En medio del clima de tensión en el norte de África, estalló un nuevo motivo de controversia entre Madrid y Rabat: la pugna por los caladeros pesqueros en aguas jurisdiccionales marroquíes. A Franco se le ocurrió que quizá se podía apaciguar los ánimos del rey de Marruecos poniendo en marcha una cierta autonomía para el Sáhara Occidental e incluso promovió la creación de un partido político de ámbito local (la Unión Nacional Saharaui) todo un avance para un dictador que sentía auténtica alergia a la democracia. En el caso de que la idea hubiese prosperado, la organización podría haber servido como herramienta o brazo político de España para defender sus intereses en el área. Pero no fue así.
El 6 de octubre de 1975, los servicios de Inteligencia del Ejército español informaron al Gobierno de Franco sobre los planes de Estados Unidos sobre el Sáhara Occidental y pidieron que se actuara en consecuencia. En esos días, el Tribunal de la Haya avalaba la propuesta de celebración de un referéndum de autodeterminación para el pueblo saharaui, lo cual terminó de enervar los ánimos del rey de Marruecos, que al temer ante la posibilidad de perder la codiciada pieza pasó de inmediato a la ofensiva. Fue entonces cuando se organizó la Marcha Verde, un gran movimiento ciudadano formado por 350.000 personas, además de 25.000 militares, para ocupar el Sáhara occidental. Marroquíes lanzados como escudos humanos para reclamar su soberanía nacional en ese territorio.

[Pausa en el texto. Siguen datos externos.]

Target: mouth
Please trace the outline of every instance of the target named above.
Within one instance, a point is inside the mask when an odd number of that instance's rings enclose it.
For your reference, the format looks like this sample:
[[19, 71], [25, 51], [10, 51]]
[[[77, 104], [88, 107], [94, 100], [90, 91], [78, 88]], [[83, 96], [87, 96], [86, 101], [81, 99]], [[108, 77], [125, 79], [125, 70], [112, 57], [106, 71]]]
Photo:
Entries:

El 6 de noviembre de 1975 la Marcha Verde traspasaba la frontera internacionalmente reconocida en la zona. El episodio alcanzó tintes prebélicos y por un momento la comunidad internacional temió la posibilidad de que estallara una guerra entre España y Marruecos. En una conversación con Don Juan de Borbón (padre de Juan Carlos I), y con Franco ya agonizante, Hassan II comunicó a nuestro país cuáles eran sus verdaderas intenciones: “Dígame qué otro momento sería mejor para plantear la cuestión saharaui”, le dijo amenazante.
Con Franco en su lecho de muerte, la entrada en escena de Juan Carlos iba a cambiar el curso de la historia. El conflicto armado entre españoles y marroquíes parecía inevitable cuando el príncipe español (que decidió tomar las riendas diplomáticas casi con plenos poderes) pidió la mediación de Henry Kissinger, secretario de Estado estadounidense, para que intercediera ante Hassan II. A las pocas horas ya se había firmado un pacto secreto por el que España se comprometía a entregar el Sáhara Occidental a Marruecos a cambio del total respaldo de Estados Unidos a su proyecto de transición a la democracia. Ese fue uno de los precios que hubo que pagar para consolidar la reinstauración borbónica en nuestro país.
El 26 de febrero de 1976, tras los Acuerdos de Madrid, España abandonaba su codiciado protectorado tras siglos de dominación mientras que el Frente Polisario, apoyado por Argelia, emprendía la guerra en pos de su liberación nacional. Empezó a correr la sangre. Marruecos llegó a bombardear a la población saharaui con napalm y fósforo blanco, un macabro incidente conocido como el genocidio de Um Draiga que nunca fue investigado. Y, una vez más, los campos de refugiados como el de Tinduf se convirtieron en parte del paisaje.